Daimler AG Chief Executive Officer Dieter Zetsche stood on a stage in 2011 surrounded by milestones of Mercedes-Benz’s 125-year history. He tentatively directed attention to the brand’s future with the revival of founder Gottlieb Daimler’s claim, “The Best or Nothing.”
The gesture then appeared desperate. Mercedes’ image was dowdy. Global deliveries had trailed archrival BMW since 2005 and were at the time dropping below Audi’s. But fast-forward five years and Daimler’s flagship division has been reborn. In 2016, Mercedes retook the luxury-car crown from BMW for the first time in over a decade, as peppy new models like the GLA compact SUV wooed new, younger buyers and the S-Class was re-established as the benchmark luxury sedan.
Dr. Z, as Daimler’s 63-year-old CEO is known, himself appears rejuvenated. Daimler’s challenge now is to stretch Mercedes’ transformation further, with competition from electric-car makers including Tesla Motors Inc. intensifying and ride-hailing services such as Uber Technologies Inc. calling into question the need to own cars.
“While Mercedes is doing well against the old guard, it remains to be seen how well they’ll do in the future where new competitors are pushing into the sector,” said Stuart Pearson, a London-based analyst at Exane BNP Paribas.
Even though the recovery is largely due to what the CEO’s done right — including overhauling the brand’s stodgy styling and expanding its range of SUVs — it was helped by rivals’ stumbles. BMW AG’s push into electric cars with the oddly shaped i3 in 2013 has fallen flat, and adding the seven-seat Gran Tourer minivan may have shifted the brand too far from its sporty roots.

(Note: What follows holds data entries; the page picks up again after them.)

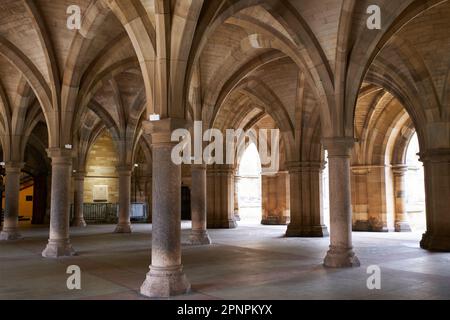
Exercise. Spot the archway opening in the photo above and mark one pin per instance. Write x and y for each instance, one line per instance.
(415, 187)
(326, 192)
(249, 186)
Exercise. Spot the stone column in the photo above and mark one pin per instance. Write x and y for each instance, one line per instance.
(124, 224)
(306, 200)
(437, 191)
(341, 253)
(78, 219)
(401, 218)
(166, 277)
(59, 243)
(12, 189)
(236, 197)
(199, 234)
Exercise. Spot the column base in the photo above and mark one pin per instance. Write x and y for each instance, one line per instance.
(306, 231)
(123, 228)
(10, 235)
(433, 242)
(165, 283)
(79, 223)
(402, 227)
(341, 258)
(58, 248)
(199, 238)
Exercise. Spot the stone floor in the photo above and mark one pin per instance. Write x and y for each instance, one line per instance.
(250, 262)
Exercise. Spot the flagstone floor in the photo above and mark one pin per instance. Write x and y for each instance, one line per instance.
(250, 262)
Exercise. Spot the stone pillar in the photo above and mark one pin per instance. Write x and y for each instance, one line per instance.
(437, 191)
(341, 252)
(166, 277)
(306, 200)
(124, 224)
(78, 219)
(59, 243)
(237, 179)
(360, 201)
(199, 234)
(220, 201)
(401, 218)
(12, 189)
(275, 199)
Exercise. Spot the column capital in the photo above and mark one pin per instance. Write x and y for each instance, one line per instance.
(360, 170)
(124, 169)
(221, 169)
(161, 131)
(198, 167)
(60, 155)
(79, 175)
(338, 146)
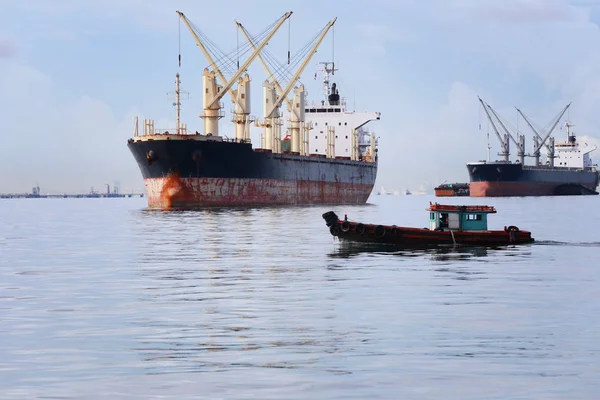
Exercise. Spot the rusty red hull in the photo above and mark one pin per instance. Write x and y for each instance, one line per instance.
(405, 236)
(174, 192)
(197, 172)
(506, 189)
(502, 179)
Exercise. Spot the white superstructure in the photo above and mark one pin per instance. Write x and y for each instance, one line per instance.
(348, 135)
(570, 154)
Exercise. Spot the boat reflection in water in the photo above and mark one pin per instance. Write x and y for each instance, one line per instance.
(439, 253)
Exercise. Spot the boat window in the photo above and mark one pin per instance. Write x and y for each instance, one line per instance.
(474, 217)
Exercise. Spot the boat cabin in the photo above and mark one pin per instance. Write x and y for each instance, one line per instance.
(458, 218)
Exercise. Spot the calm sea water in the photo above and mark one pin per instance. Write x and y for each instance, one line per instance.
(101, 298)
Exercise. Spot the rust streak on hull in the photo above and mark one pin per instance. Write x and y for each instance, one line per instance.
(176, 192)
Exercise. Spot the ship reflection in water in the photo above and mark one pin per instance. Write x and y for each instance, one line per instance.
(436, 253)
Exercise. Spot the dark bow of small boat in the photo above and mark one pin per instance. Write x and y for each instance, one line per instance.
(407, 236)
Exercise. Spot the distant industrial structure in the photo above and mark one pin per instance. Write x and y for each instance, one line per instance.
(36, 194)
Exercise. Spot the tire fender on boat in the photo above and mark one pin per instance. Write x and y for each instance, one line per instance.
(345, 226)
(334, 230)
(380, 231)
(361, 229)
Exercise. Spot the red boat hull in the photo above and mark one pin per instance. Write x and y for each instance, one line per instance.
(175, 192)
(505, 189)
(370, 233)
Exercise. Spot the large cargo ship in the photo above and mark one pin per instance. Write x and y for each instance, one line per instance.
(569, 169)
(327, 157)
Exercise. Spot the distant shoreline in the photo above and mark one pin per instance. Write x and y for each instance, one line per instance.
(66, 196)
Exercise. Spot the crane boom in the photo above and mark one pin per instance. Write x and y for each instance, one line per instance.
(484, 105)
(549, 131)
(228, 84)
(504, 128)
(201, 45)
(264, 64)
(292, 82)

BMW’s CEO Harald Krueger, who took charge in 2015, has yet to add fresh impetus, with the revamped 5-Series sedan clinging to its predecessor’s conservative design.
Audi has been slow to add to its SUV lineup to match offerings at Mercedes and BMW. And over the past year, the brand has been caught up in the emissions-cheating scandal of its parent Volkswagen AG.

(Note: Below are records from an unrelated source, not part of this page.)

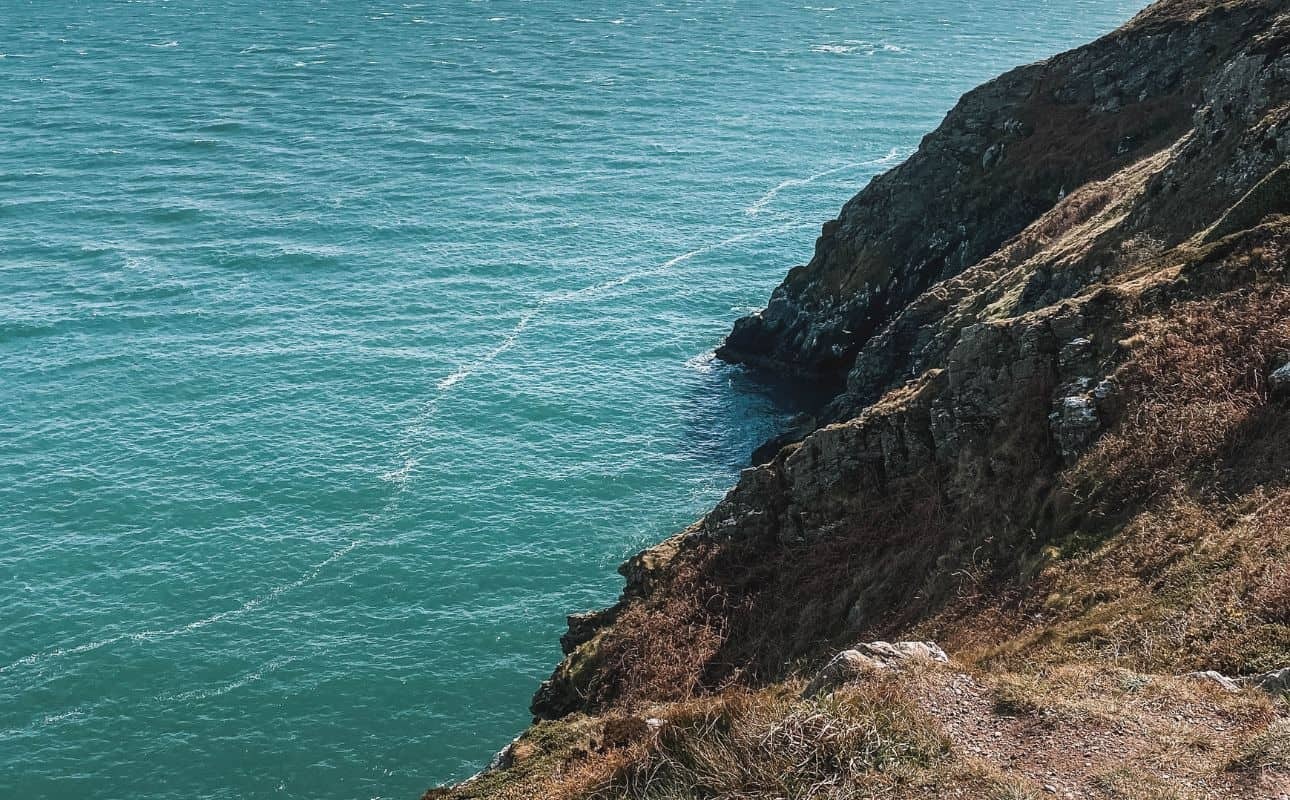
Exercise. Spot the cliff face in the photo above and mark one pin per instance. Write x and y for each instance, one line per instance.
(1061, 449)
(1006, 154)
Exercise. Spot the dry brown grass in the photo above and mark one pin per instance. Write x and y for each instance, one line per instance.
(772, 745)
(1196, 400)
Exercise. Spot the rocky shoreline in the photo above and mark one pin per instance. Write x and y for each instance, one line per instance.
(1059, 449)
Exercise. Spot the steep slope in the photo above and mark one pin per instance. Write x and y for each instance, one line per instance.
(1061, 448)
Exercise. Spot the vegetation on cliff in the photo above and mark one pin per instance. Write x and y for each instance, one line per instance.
(1062, 453)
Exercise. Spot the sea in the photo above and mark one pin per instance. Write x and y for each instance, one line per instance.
(347, 346)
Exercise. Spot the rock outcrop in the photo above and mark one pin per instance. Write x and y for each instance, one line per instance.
(1061, 441)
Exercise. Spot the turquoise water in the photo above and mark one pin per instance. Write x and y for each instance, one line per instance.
(345, 347)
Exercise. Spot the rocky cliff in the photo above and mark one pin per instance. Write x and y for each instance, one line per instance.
(1059, 449)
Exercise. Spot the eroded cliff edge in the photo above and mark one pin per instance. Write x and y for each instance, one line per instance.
(1061, 449)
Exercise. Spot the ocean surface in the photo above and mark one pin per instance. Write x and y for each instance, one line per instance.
(346, 347)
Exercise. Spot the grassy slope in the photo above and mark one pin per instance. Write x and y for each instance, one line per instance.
(1071, 576)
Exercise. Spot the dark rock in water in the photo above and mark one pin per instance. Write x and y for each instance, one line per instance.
(1006, 154)
(583, 626)
(1279, 382)
(799, 427)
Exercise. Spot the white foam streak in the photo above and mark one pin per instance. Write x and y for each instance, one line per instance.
(756, 208)
(414, 432)
(151, 634)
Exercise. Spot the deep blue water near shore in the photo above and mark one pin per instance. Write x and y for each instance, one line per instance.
(345, 347)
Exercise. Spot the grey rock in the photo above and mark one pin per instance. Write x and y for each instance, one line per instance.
(871, 657)
(1279, 382)
(1276, 681)
(1214, 678)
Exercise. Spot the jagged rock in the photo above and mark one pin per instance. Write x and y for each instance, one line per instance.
(1005, 155)
(1279, 382)
(1276, 681)
(1273, 683)
(585, 626)
(875, 656)
(1214, 678)
(503, 759)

Daimler’s “operating in a relative competitive vacuum as their key competitors BMW and Audi are laboring with pretty old products,” said Exane BNP Paribas’ Pearson.

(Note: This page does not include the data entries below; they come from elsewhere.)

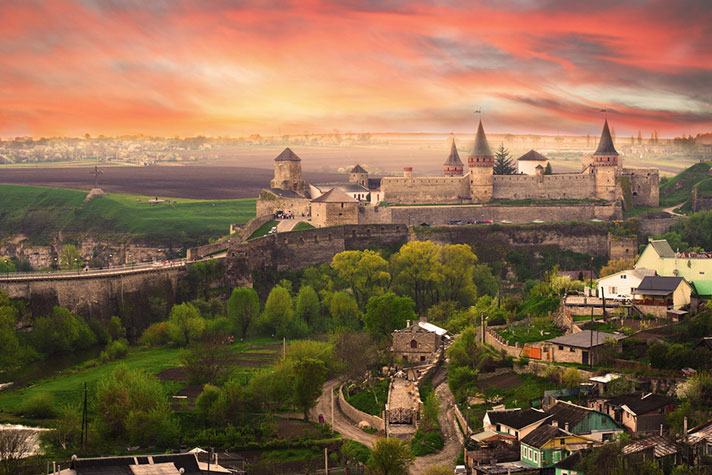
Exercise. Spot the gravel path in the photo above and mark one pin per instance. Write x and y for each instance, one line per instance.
(453, 445)
(341, 424)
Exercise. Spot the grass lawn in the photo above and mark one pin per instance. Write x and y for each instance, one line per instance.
(263, 230)
(68, 386)
(302, 225)
(42, 212)
(365, 401)
(527, 333)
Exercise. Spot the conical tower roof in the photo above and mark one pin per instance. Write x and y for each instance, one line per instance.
(287, 156)
(453, 160)
(605, 146)
(481, 146)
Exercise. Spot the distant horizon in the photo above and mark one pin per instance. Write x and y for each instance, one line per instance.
(220, 68)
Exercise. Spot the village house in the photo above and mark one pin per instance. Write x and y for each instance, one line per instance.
(620, 286)
(584, 347)
(514, 422)
(548, 445)
(639, 413)
(419, 343)
(657, 294)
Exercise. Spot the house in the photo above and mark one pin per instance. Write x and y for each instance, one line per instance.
(584, 347)
(548, 445)
(620, 286)
(699, 439)
(580, 420)
(659, 256)
(419, 343)
(639, 413)
(656, 294)
(514, 421)
(165, 464)
(655, 448)
(334, 208)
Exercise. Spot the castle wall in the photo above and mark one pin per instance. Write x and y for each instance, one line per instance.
(645, 185)
(544, 187)
(410, 190)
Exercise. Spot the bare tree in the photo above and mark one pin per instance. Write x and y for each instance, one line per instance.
(15, 445)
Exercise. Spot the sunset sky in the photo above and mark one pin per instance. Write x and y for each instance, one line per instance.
(69, 67)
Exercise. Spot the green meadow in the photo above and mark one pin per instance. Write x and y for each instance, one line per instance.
(40, 213)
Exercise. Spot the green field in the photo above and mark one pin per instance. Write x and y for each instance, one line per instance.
(40, 213)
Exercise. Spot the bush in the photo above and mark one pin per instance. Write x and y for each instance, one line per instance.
(156, 335)
(114, 351)
(39, 406)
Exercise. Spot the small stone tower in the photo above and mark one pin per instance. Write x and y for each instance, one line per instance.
(605, 167)
(453, 165)
(359, 176)
(288, 172)
(481, 163)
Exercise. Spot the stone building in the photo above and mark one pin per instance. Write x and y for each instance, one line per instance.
(418, 343)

Mercedes deliveries jumped 12 percent in the 11 months through November, more than double the pace of growth for BMW’s namesake brand. Mercedes sold 1.9 million vehicles in the period, about 69,000 cars ahead of BMW, virtually guaranteeing the crown swap.
While Zetsche’s reaped the benefits of a well-timed product cycle, the task of maintaining the lead will fall to his successor after his contract expires in 2019. The new CEO will need to master the challenge of boosting profitability, and balance investments in new technologies while cranking out updated models. Daimler’s development costs are surging amid the industry’s move toward autonomous driving and ride-sharing, and rising regulatory pressure to reduce vehicle emissions.
Daimler’s already planning for the transition, grooming company veteran Ola Kaellenius, now head of research and development, and chief of sales at Mercedes-Benz Cars, for the position. Appointing the 47-year-old Swede as CEO would mark the first time a non-German takes the top spot at Daimler.